One example: Mangum produced 16 extra-base hits as a freshman, the year he won the SEC batting title. Last year he had 22 doubles alone and is on pace for something like 27 this year, assuming MSU plays at least a dozen postseason games.
Another way of looking at this is isolated power. It’s one of the more simple Sabermetric statistics: it’s slugging minus batting average. You can see what it’s trying to accomplish, it more or less boils down to the number of extra bases produced per at-bat.
Jake Mangum’s isolated power from freshman year to the first 20 games of his senior year: .102, .061, .128, .141.
It all comes without two key pieces
It bears noting that all of this power is coming without much from Rowdey Jordan — last year’s leader in slugging percentage — or the second base position.
I noted in last week’s Full Count that I still believe Jordan can be a productive hitter, so this isn’t waving the white flag on being this good without his usual form, but it is wild to think that he could find himself soon and this lineup could have even more pop.

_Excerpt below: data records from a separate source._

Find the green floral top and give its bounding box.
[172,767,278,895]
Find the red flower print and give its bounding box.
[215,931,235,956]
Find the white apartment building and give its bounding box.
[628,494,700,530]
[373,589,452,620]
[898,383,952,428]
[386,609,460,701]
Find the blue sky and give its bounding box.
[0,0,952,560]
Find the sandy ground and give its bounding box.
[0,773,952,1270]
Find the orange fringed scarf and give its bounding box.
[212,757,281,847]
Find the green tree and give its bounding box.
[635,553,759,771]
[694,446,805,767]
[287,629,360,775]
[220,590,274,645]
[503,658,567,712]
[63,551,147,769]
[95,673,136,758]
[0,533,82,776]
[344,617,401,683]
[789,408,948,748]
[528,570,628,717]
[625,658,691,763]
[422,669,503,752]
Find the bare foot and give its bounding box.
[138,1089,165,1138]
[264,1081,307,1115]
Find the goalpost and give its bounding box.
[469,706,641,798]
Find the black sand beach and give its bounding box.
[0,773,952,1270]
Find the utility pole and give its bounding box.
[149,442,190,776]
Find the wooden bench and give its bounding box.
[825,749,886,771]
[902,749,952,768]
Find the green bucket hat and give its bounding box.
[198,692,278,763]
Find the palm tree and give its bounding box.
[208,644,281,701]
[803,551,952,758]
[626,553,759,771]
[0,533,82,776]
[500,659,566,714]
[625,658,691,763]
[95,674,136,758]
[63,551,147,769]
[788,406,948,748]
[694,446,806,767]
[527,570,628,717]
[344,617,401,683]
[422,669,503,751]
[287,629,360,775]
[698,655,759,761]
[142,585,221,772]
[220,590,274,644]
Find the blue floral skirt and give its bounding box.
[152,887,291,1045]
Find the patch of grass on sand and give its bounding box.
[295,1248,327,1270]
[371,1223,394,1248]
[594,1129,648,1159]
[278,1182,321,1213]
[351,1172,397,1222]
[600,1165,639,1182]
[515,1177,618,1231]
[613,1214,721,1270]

And on the second base thing: yes, that’s not normally a position for power hitting, but MSU has been spoiled by getting some of that from Hunter Stovall last year and would have gotten it the year before if not for his injuries.
2 Pitching Thoughts
Pounding the strike zone….
Chris Lemonis is clearly a seasoned vet when it comes to media as a head coach, and I learned that through something he said about the pitching staff.

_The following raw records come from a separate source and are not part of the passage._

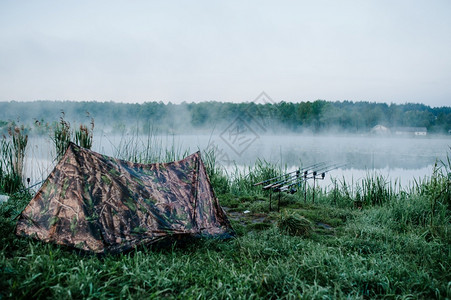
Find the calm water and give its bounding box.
[25,134,451,187]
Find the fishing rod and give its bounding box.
[254,170,298,186]
[254,162,325,186]
[263,162,325,190]
[280,164,346,192]
[307,163,346,179]
[263,172,302,190]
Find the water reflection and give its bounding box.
[25,133,451,190]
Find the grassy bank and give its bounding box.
[0,141,451,299]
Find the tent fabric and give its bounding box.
[16,143,234,253]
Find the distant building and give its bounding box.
[392,127,428,136]
[371,125,390,135]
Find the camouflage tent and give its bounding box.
[16,144,233,253]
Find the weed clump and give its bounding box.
[277,213,313,236]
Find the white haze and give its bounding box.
[0,0,451,106]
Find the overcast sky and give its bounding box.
[0,0,451,106]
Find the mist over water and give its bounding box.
[25,132,451,188]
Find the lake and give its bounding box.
[25,132,451,191]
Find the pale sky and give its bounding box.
[0,0,451,106]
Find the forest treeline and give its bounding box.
[0,100,451,134]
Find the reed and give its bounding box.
[75,118,94,149]
[50,112,72,160]
[0,125,28,193]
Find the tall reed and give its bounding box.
[50,112,72,160]
[0,125,28,193]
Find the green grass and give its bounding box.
[0,137,451,299]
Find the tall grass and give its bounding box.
[0,125,28,193]
[50,112,72,160]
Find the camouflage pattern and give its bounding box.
[16,144,234,253]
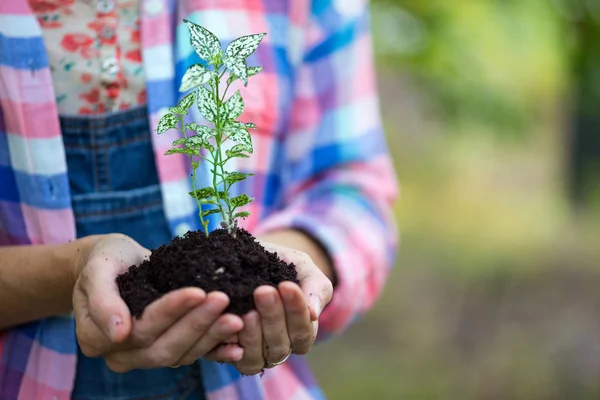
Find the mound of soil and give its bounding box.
[117,228,299,318]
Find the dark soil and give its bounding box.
[117,229,298,318]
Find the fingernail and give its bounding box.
[108,315,123,340]
[310,294,322,318]
[260,293,275,307]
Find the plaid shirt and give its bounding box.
[0,0,397,400]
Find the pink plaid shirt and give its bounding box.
[0,0,397,400]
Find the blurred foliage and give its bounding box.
[309,0,600,400]
[373,0,569,136]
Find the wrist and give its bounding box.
[65,235,106,287]
[259,228,336,286]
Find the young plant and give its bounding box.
[157,20,266,236]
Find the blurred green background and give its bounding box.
[310,0,600,400]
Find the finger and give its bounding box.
[114,288,206,350]
[279,282,315,354]
[106,292,234,372]
[204,344,244,363]
[235,310,265,375]
[254,286,290,363]
[73,285,111,357]
[296,259,333,321]
[175,314,244,365]
[79,262,131,344]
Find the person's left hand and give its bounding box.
[206,242,333,375]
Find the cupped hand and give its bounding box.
[207,242,333,375]
[73,235,244,372]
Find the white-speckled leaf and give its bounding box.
[225,58,248,86]
[177,92,196,114]
[230,194,254,208]
[190,187,215,200]
[195,125,217,142]
[198,86,217,124]
[156,114,179,135]
[225,33,267,59]
[179,64,215,92]
[224,90,244,121]
[225,122,253,154]
[227,67,264,85]
[185,136,214,152]
[183,19,223,61]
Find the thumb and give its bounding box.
[83,264,131,344]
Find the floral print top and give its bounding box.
[29,0,146,115]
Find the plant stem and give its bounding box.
[179,116,208,237]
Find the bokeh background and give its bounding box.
[310,0,600,400]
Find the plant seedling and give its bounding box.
[157,20,266,236]
[117,20,298,318]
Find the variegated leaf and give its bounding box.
[190,186,215,200]
[183,19,223,61]
[227,67,264,85]
[165,147,197,156]
[225,121,254,154]
[230,194,254,208]
[224,172,254,186]
[225,144,250,158]
[225,33,267,59]
[233,211,251,218]
[196,125,217,142]
[202,208,221,217]
[177,92,196,114]
[179,64,215,92]
[198,86,217,124]
[224,90,244,121]
[156,114,179,135]
[185,136,214,152]
[225,58,248,86]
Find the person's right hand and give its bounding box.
[73,235,243,372]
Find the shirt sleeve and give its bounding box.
[253,0,398,339]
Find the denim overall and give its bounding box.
[60,107,204,400]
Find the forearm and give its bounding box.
[0,237,96,331]
[260,229,336,286]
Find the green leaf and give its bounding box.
[225,33,267,59]
[225,144,246,154]
[227,67,264,85]
[183,19,223,61]
[202,208,221,217]
[165,147,197,156]
[223,172,254,186]
[223,90,244,120]
[195,125,217,142]
[179,64,215,92]
[177,92,196,114]
[225,58,248,86]
[185,136,214,152]
[190,186,215,200]
[225,121,253,154]
[198,86,217,124]
[230,194,254,208]
[156,114,179,135]
[225,150,250,158]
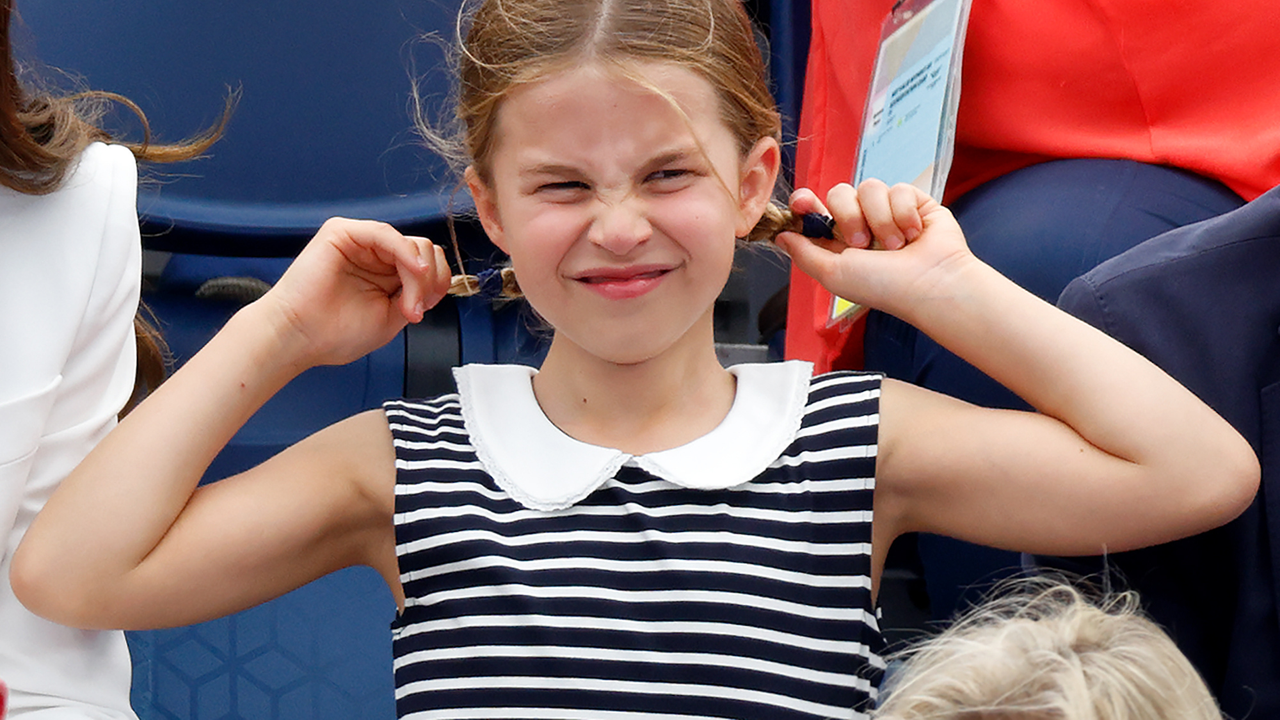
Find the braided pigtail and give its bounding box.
[449,268,524,300]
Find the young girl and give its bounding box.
[7,0,1257,719]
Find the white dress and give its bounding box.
[0,143,142,720]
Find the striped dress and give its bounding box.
[385,365,883,720]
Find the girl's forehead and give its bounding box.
[483,63,736,164]
[498,63,719,129]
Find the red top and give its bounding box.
[787,0,1280,370]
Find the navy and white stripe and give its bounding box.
[385,373,883,720]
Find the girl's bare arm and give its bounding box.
[782,182,1260,566]
[12,220,448,628]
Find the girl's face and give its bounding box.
[467,63,780,364]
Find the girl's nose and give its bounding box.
[588,199,653,256]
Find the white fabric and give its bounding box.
[453,361,813,510]
[0,143,142,720]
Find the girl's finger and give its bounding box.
[396,236,439,323]
[888,183,927,242]
[827,182,872,249]
[858,179,906,250]
[787,187,831,215]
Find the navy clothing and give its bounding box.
[865,160,1244,620]
[1060,183,1280,720]
[385,366,884,720]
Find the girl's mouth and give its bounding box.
[573,266,673,300]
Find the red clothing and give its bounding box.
[787,0,1280,372]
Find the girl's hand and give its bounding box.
[256,218,451,365]
[777,179,973,315]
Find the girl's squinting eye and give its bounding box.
[648,168,690,182]
[538,181,586,192]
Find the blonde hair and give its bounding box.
[872,579,1222,720]
[415,0,794,291]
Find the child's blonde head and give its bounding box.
[874,580,1221,720]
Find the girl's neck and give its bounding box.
[534,326,736,455]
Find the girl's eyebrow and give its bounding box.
[517,146,701,177]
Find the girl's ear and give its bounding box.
[733,137,782,237]
[463,165,507,252]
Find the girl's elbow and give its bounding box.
[1188,430,1262,530]
[1221,436,1262,523]
[9,544,104,629]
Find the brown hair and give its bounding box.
[872,578,1222,720]
[0,0,234,415]
[419,0,794,278]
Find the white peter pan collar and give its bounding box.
[453,361,813,510]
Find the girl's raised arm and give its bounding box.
[780,181,1260,566]
[12,219,449,628]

This may not have been his exact word combination, but it’s pretty close: “If we pound the zone, we’re going to be OK.” The unfiltered version of that is, “My pitchers are better than almost any lineup we can see, so as long as they don’t beat themselves, we’re gonna win.”
This staff has been living up to that simple formula.
This staff has walked a total of 48 batters in 20 games — and 10 of those walks belong to Keegan James, who the fan base is currently putting on the hot seat in his No. 3 starter role. (I’m going to stay out of that debate for now; I want to see a little more before I make my call.)
….it doesn’t matter who
Think about this for a minute: the bullpen just covered 10 innings with a 0.800 WHIP — on the road against a top 10 team — and did it without Peyton Plumlee, the guy often mentioned in the aforementioned No. 3 starter debate.
They can turn to Cole Gordon and Jared Liebelt for saves — and really can turn to Liebelt for anything.
But they’re not limited to those options. They also had Spencer Price pitch the final inning of the third game in Gainesville, plus Riley Self got a late-game inning and Brandon Smith was thrown into a crucial situation earlier in that game.
Chris Lemonis said he is a guy who likes to have bullpen pitchers placed into well-defined roles, but the way that group is going right now, he can probably pull names out of a hat and get the job done.